The algorithms are applied to three scanned data sets: the Duke dragon, the Stanford bunny and the Armadillo. Here we adopt absolute mean curvature for curvature-based simplification. After simplification, we apply the Moving Least Square (MLS) method for surface reconstruction (Berger et al., 2016). The visualized surfaces in Figs. 6, 7 and 8 give a direct comparison of two algorithms. In each of these figures, the first subfigure represents the simplified point cloud using uniform clustering and the second subfigure is the reconstructed surface from the point cloud. Similarly, the third subfigure represents result using curvature-based clustering and the fourth subfigure shows the surface reconstructed from it. Results show that WME preserves more geometric information than the uniform method, especially for the region with larger curvature.

Fig. 6
figure 6

Duke Dragon dataset. The surfaces are reconstructed from 6500 points

Fig. 7
figure 7

Stanford Bunny dataset. The surfaces are reconstructed from 4400 points

Fig. 8
figure 8

Armadillo dataset. The surfaces are reconstructed from 7800 points

6 Discussions and future works

This paper introduced a new algorithm to estimate the Weingarten map for point clouds sampled from some distribution on a submanifold embedded in Euclidean space. A statistical model was also established to investigate the optimal convergence rate of the Weingarten map estimator. Numerical experiments were carried out to validate the consistency of the algorithm. Compared with other methods concerning the second fundamental form and curvature estimation, our method showed great robustness and efficiency. Applications to real data sets indicated that our method worked well in practice.

The Weingarten map is a vital tool which is indispensable in the study for submanifolds. In the literature of manifold learning, where data sets from high dimensional Euclidean space are always assumed to be sampled from some underlying low dimensional manifold, the Weingarten map helps researchers to investigate the underlying space from an extrinsic view. Furthermore, the Weingarten map is also in close relation with many other concepts in Riemannian geometry. Curvature is mentioned as one of them. Therefore, we expect many possible applications in the future. For example, the following are of our concern.

Optimization on manifolds

In Absil et al. (2013) the authors presented a useful relationship between the Weingarten map and Riemannian hessian of functions, and the latter plays an important role in Riemannian optimization. Especially, Riemannian hessian is critical in all kinds of second-order optimization methods on Riemannian manifolds (Boumal, 2020; Huang et al., 2015). We expect our method can be applied in Riemannian optimization problems such as low-rank matrix completion (Vandereycken, 2013), high-dimensional tensor completion (Steinlechner, 2016) and independent subspace analysis (Nishimori et al., 2006).

Laplacian-based methods

Laplacian-based methods are extensively studied in manifold learning. Theories and applications about graph Laplacian are popular in the realm of computer vision (Dinesh et al., 2020), network analysis (Grindrod et al., 2018), and statistical learning (Belkin & Niyogi, 2002; Belkin & Niyogi, 2007; Belkin & Niyogi, 2004).

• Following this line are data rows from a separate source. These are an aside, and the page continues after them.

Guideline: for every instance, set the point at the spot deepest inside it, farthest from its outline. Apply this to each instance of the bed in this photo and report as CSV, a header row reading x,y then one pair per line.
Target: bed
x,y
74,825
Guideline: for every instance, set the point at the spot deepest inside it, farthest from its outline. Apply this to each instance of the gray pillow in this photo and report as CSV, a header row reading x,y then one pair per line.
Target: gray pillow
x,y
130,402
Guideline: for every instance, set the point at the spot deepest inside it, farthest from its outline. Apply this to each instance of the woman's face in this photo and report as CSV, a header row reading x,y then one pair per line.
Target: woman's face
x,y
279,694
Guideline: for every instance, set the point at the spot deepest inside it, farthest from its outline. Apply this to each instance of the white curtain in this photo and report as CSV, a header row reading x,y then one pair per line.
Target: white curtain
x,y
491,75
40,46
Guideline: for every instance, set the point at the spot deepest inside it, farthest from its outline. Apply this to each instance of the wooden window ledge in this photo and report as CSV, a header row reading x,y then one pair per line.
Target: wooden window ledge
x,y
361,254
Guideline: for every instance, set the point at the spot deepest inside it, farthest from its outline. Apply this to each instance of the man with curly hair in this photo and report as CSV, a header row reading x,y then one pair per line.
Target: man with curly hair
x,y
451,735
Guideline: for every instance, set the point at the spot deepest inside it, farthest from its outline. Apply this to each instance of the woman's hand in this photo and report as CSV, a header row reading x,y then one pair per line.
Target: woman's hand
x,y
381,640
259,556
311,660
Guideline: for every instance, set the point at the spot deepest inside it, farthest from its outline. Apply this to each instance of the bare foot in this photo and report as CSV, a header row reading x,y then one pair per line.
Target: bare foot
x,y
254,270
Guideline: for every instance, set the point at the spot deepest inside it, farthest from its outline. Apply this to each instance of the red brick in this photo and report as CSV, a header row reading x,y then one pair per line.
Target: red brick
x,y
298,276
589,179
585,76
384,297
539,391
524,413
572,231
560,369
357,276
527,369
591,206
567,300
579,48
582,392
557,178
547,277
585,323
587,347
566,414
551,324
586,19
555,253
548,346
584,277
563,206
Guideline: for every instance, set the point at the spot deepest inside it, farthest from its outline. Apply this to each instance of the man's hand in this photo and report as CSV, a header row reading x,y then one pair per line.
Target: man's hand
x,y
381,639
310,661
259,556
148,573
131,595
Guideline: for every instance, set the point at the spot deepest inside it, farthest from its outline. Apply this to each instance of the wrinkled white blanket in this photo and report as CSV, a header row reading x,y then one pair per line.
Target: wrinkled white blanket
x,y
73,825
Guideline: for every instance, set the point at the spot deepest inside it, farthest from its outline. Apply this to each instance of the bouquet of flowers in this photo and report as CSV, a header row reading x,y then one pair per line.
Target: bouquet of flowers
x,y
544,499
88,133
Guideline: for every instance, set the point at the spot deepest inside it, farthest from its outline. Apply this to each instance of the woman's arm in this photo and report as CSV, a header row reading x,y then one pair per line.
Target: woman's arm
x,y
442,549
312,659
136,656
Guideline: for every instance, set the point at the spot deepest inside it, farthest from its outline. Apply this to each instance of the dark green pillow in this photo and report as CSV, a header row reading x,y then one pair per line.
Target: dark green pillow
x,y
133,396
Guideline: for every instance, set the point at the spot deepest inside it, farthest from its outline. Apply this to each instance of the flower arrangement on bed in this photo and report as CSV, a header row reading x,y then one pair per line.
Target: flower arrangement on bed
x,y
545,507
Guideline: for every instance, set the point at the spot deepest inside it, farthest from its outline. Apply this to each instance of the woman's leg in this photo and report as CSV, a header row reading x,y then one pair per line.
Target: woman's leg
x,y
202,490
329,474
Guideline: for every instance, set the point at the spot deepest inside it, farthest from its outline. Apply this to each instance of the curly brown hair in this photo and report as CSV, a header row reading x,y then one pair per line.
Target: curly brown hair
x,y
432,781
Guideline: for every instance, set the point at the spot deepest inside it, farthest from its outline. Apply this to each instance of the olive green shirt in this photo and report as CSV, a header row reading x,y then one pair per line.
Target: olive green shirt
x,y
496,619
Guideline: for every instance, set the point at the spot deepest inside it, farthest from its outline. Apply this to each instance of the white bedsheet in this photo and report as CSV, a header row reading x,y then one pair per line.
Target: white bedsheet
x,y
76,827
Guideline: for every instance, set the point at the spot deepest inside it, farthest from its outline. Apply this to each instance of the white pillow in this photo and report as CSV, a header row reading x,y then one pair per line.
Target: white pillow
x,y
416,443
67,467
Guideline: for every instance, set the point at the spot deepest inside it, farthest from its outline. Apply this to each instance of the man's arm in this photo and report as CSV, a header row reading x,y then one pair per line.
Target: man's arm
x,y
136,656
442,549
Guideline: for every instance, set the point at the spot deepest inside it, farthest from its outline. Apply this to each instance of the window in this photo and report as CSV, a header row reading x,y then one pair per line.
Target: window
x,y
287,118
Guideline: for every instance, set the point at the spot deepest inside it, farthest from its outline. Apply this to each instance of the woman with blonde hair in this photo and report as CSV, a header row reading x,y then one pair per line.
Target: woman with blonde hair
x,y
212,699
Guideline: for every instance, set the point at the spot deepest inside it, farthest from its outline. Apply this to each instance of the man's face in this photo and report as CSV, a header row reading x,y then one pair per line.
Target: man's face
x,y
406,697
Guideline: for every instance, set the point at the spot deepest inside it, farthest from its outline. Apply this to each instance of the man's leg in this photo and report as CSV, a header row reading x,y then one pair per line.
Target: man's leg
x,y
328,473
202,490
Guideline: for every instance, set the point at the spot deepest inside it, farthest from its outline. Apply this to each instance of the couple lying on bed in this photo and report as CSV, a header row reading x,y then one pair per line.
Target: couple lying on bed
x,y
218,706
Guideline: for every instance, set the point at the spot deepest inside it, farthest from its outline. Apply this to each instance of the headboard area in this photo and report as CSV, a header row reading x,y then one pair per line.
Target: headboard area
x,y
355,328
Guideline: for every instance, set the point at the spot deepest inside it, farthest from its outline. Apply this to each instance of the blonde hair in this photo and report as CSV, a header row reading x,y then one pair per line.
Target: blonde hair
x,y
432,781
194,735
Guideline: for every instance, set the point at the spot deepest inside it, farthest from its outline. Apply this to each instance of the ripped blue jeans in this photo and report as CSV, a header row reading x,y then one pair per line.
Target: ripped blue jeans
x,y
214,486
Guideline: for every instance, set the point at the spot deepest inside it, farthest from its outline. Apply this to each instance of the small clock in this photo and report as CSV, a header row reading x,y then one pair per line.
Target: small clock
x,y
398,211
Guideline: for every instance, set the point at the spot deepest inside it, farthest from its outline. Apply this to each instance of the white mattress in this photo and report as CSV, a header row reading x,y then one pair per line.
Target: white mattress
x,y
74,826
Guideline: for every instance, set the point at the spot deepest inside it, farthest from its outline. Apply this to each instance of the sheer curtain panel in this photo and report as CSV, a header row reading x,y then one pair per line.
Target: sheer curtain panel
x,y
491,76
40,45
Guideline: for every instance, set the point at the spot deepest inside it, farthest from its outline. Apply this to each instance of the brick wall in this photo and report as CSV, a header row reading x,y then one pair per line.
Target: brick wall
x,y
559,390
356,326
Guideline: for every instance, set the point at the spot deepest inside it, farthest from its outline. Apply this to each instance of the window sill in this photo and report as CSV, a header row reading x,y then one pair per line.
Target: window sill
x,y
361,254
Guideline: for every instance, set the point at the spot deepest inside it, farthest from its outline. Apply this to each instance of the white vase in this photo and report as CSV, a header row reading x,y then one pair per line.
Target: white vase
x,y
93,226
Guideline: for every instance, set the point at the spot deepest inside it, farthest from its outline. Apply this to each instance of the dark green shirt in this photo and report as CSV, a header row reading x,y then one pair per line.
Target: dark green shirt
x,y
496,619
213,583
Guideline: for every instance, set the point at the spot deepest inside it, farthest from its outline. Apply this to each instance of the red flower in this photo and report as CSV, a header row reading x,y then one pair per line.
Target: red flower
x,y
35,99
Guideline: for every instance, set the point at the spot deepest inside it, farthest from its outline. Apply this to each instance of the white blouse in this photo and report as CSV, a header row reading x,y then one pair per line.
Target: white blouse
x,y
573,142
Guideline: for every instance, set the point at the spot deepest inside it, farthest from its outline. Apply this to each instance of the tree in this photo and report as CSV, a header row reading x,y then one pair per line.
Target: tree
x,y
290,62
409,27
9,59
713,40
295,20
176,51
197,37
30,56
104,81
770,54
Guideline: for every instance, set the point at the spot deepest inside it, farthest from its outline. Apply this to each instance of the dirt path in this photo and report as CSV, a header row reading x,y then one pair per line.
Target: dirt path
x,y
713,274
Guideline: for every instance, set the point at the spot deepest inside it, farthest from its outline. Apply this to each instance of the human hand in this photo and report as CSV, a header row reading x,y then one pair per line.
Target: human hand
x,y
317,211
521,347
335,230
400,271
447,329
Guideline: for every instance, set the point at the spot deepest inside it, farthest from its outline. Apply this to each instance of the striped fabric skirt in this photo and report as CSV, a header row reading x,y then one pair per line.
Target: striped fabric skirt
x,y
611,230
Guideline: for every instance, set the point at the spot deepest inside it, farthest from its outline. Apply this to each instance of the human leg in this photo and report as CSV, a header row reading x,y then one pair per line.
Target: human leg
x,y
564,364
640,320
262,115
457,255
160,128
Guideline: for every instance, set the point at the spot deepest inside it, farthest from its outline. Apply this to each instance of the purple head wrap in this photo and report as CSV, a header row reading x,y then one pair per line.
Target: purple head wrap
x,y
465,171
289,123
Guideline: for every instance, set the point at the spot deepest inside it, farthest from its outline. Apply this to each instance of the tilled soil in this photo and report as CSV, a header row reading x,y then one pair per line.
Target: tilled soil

It is known that the Weingarten map is related to the Beltrami–Laplacian operator on Riemannian manifolds. We expect to find other ways to construct the Laplacian estimator on point clouds.

Statistical inference on point clouds

In the application for brain cortical data our method showed great efficiency in curvature estimation. In recent researches, many kinds of curvature appeared to be useful indexes in statistical inference and regression (Luders et al., 2006; Yue et al., 2020). We expect to find applications in fields such as biostatistics, medical imaging and neuroscience.